First, it is not simply the gift of the Word of God- if by that we are talking about the written Bible that we have today. How do I know that? Because the gift of the Holy Spirit was not just for people later on...God promised it to the people who were listening to Peter that very day! If that was about 33 A.D., then the last letter written that we have in the Bible- Revelation- wasn't written for another 60 years or so! I have no doubt at all that the written word collected in our Bibles is a very valuable and worthy gift from God and His Spirit. But it cannot be the only gift being referred to by Peter in this promise.

Second, it is not a promise that every believer who repents and is baptized will be able to perform miracles, speak in tongues, or prophesy.
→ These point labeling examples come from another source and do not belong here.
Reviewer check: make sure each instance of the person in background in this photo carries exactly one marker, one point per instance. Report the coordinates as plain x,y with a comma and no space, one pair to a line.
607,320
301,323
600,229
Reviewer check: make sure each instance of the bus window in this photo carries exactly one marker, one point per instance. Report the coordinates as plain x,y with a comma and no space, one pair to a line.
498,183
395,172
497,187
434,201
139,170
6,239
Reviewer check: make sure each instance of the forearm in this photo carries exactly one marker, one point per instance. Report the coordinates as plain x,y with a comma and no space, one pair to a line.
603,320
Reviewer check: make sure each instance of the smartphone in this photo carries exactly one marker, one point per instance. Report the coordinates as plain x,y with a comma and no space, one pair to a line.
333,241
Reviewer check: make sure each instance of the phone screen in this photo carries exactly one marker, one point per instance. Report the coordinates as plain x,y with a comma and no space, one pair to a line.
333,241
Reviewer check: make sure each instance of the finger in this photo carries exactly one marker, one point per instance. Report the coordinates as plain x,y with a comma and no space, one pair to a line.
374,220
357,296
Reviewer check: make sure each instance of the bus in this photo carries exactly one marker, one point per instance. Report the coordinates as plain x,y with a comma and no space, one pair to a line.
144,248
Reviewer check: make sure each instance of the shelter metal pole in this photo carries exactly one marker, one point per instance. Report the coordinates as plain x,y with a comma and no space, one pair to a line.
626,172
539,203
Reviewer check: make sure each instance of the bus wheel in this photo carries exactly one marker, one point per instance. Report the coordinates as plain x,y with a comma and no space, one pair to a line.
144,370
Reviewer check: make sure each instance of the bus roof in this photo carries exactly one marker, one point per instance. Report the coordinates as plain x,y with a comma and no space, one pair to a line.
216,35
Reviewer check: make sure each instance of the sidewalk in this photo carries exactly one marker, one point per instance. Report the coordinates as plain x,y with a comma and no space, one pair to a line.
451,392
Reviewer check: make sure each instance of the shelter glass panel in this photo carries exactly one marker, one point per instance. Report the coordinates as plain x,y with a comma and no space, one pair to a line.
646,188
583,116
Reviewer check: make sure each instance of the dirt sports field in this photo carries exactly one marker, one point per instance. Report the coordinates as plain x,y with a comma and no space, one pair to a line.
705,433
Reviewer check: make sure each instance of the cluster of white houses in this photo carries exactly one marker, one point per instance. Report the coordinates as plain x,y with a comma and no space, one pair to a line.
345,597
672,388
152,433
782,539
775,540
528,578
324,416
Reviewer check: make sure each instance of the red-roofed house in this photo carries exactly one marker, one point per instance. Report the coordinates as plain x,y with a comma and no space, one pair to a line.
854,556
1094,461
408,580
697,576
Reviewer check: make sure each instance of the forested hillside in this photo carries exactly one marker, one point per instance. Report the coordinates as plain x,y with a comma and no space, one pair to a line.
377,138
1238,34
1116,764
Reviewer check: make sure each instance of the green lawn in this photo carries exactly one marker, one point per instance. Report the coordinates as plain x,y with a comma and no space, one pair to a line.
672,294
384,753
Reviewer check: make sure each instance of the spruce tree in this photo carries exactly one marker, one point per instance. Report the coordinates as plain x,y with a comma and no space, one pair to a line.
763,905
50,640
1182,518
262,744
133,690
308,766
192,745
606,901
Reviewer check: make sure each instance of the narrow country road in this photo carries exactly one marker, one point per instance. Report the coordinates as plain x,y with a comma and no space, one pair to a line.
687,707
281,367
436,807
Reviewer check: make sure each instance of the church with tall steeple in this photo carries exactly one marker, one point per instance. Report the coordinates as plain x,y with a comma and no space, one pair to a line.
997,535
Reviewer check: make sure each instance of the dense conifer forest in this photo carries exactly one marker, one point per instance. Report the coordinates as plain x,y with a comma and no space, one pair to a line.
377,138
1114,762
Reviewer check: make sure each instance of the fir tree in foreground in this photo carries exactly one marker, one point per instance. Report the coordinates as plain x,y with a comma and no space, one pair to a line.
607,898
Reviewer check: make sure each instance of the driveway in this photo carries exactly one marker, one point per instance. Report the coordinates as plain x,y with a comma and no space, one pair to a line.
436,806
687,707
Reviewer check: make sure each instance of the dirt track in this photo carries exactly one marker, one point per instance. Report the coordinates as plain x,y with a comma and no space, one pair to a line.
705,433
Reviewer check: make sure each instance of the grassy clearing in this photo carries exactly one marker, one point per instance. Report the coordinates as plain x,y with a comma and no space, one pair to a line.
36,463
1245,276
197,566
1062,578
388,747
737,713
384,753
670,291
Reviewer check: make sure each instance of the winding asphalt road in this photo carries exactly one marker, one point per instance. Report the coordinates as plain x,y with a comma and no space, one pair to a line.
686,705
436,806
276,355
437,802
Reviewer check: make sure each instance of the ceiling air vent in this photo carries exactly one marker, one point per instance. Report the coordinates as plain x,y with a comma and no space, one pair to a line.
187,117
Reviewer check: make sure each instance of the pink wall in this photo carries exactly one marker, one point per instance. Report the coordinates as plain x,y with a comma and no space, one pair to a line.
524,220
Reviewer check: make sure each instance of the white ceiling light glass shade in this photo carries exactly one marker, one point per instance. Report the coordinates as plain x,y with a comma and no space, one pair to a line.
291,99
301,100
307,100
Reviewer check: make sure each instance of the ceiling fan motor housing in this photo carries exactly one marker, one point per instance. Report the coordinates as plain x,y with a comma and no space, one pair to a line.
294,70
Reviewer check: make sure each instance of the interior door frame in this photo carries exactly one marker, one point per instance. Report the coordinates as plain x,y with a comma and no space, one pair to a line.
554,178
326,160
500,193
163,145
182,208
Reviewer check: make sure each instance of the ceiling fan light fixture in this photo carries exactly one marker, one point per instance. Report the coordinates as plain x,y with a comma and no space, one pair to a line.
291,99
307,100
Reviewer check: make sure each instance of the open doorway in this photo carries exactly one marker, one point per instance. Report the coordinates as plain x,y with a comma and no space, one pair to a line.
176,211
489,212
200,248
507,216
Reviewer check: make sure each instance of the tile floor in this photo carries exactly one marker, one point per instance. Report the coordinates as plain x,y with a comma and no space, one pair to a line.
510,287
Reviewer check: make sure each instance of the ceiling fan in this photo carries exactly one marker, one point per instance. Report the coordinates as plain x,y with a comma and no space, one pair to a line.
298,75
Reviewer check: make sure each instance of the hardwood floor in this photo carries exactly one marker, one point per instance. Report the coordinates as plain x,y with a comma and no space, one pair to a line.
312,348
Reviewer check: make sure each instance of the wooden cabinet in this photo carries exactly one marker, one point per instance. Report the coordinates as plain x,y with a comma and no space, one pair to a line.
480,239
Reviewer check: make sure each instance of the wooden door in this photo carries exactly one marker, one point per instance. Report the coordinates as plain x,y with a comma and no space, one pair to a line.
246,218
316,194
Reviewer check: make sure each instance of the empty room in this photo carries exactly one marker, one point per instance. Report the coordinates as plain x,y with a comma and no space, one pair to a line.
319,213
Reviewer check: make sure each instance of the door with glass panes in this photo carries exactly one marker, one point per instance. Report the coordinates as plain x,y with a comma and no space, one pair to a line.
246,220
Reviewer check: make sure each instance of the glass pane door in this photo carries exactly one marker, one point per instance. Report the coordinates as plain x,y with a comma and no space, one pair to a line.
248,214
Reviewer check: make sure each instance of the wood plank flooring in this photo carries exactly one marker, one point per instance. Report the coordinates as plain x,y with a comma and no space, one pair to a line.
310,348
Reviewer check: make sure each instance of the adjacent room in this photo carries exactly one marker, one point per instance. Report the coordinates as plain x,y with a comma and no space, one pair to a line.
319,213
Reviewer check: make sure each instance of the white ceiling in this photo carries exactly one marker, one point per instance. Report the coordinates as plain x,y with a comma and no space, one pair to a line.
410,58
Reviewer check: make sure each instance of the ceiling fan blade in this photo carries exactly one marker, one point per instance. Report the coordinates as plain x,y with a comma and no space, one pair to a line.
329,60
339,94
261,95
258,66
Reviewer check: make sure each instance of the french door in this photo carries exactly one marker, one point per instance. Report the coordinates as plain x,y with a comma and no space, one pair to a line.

A quick reading of 1 Corinthians 12 will make it abundantly clear that not every believer will receive the same "specific" gift, or ability, from the Spirit.

But this is what I do know. Every single repentant and baptized believer from the day of Pentecost down through the ages until today has received the gift of the Holy Spirit!

May those of us who lean toward legalism remember that Peter's answer to the question "what shall we do" was not to try harder and live better. It was to repent and be baptized. It was simple. Because the gospel story is that it what we have done is insignificant compared to what God in Christ has done. Our part is to accept that promise as fact and live trusting it with the gift of the Holy Spirit to guide our days and help us in our faltering obedience.

May those of us who lean more toward what some people call "easy grace" remember that Peter did not simply say "be baptized." He said, "repent and be baptized." If Christ's love has not changed my focus, my attitude, and my Lord, then Christ's love has not changed my eternal destiny either. If there was never a death, then there was never a burial in the watery grave of baptism. There was just a dunk in a pool of water.

And may all of us heed the words of Naaman's wise servant. "if the prophet had told you to do some great thing, would you not have done it? How much more, then, when he tells you, ‘Wash and be cleansed’!"

May we all learn to trust in this ancient promise more and more every day. The promise that if we obey the command to "repent and be baptized in the name of Jesus," the we will receive the forgiveness of our sins and the gift of the Holy Spirit." And may we live joyously and passionately because of it just as the early church did.